The material facts are simple and not in dispute.

In April and early May 1984 two informations were filed against defendant charging commission of various robberies in March 1984. Defendant appeared and entered a plea of not guilty.

On May 9, 1984, defendant’s counsel, the public defender, declared a doubt as to defendant’s mental competence to stand trial, as provided in section 1367. Judge Robert Roberson, Jr., declared a doubt and hearing thereon was set for May 22. Defense counsel stipulated that the competency issue be submitted for determination by the court on the basis of a report previously prepared by Neena Sachin vala, M.D., a forensic psychiatrist.

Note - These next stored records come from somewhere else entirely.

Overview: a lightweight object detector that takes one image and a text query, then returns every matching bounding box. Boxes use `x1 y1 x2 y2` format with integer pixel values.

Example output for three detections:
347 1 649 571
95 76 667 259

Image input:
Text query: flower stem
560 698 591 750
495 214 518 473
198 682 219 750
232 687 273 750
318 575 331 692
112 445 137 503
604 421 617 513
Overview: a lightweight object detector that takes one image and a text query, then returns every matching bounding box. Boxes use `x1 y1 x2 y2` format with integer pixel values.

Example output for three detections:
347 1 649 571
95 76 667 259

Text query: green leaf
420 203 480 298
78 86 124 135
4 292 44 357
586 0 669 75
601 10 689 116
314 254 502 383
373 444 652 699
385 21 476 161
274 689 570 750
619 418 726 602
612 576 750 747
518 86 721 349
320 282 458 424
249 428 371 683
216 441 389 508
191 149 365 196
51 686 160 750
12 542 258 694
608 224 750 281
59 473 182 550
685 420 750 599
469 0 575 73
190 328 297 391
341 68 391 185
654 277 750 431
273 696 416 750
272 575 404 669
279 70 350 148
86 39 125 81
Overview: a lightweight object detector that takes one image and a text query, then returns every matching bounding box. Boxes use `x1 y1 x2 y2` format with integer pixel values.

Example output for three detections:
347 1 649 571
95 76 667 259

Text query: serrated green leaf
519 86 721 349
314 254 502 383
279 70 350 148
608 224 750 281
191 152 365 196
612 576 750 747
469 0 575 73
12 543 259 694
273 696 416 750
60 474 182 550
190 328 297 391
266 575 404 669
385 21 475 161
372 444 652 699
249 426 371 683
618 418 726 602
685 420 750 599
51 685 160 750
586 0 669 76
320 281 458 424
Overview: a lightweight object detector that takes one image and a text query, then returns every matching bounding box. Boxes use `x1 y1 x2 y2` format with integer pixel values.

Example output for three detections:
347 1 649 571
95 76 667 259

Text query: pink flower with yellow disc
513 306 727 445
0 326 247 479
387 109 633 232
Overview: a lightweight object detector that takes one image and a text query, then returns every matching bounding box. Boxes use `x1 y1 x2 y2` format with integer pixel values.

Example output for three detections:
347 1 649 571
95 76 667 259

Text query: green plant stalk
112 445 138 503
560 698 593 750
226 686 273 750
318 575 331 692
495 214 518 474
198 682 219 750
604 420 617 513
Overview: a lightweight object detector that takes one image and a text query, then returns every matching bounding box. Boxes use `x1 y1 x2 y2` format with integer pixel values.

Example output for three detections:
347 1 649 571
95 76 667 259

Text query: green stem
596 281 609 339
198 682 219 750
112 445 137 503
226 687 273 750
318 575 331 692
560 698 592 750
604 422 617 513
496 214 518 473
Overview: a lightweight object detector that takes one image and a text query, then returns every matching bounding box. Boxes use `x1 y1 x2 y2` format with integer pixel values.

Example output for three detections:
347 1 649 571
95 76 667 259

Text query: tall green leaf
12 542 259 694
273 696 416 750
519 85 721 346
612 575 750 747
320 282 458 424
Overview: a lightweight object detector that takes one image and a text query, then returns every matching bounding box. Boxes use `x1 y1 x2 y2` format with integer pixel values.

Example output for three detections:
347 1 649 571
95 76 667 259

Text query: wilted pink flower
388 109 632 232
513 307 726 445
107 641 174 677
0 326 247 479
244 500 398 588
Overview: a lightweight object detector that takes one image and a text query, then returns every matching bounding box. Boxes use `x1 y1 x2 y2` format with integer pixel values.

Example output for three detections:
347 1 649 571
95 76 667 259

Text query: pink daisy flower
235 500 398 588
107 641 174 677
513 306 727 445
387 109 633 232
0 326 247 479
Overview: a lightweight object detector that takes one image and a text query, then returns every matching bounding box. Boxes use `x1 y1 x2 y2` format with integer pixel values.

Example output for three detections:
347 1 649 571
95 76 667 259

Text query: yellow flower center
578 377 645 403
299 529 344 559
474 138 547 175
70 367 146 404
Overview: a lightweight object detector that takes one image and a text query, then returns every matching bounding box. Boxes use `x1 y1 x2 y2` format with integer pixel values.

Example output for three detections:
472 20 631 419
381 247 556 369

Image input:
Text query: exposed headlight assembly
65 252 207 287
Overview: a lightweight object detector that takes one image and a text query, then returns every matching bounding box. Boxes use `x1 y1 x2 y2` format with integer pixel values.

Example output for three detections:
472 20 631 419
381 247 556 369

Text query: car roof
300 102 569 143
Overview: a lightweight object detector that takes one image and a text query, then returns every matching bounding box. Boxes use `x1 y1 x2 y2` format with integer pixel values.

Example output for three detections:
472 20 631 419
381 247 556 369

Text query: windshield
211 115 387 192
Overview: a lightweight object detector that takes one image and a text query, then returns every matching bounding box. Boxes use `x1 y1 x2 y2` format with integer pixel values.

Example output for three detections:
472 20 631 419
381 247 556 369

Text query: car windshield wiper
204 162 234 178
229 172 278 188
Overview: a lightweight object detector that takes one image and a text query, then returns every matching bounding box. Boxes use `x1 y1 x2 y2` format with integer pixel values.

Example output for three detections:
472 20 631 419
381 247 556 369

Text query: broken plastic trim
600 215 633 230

On May 22, 1984, Judge Roberson found defendant incompetent to assist his counsel at trial in a rational manner. Criminal proceedings were adjourned and defendant was ordered to the state hospital.

*26 On September 11, 1984, defendant was returned to court upon a state hospital certification of competence and criminal proceedings were resumed.

However, on December 6, 1984, Judge Roberson again found defendant incompetent under section 1368. Criminal proceedings were again adjourned, and defendant was transferred back to state hospital.

On July 5, 1985, Patton State Hospital recertified defendant as being competent. The hospital’s summary report diagnosed paranoid schizophrenia and an antisocial personality disorder, but found a recovery from defendant’s inability to comprehend the nature of the legal charges against him and his inability to assist his counsel.

On September 9, 1985, Judge Turner ordered defendant returned to court for resumed criminal proceedings.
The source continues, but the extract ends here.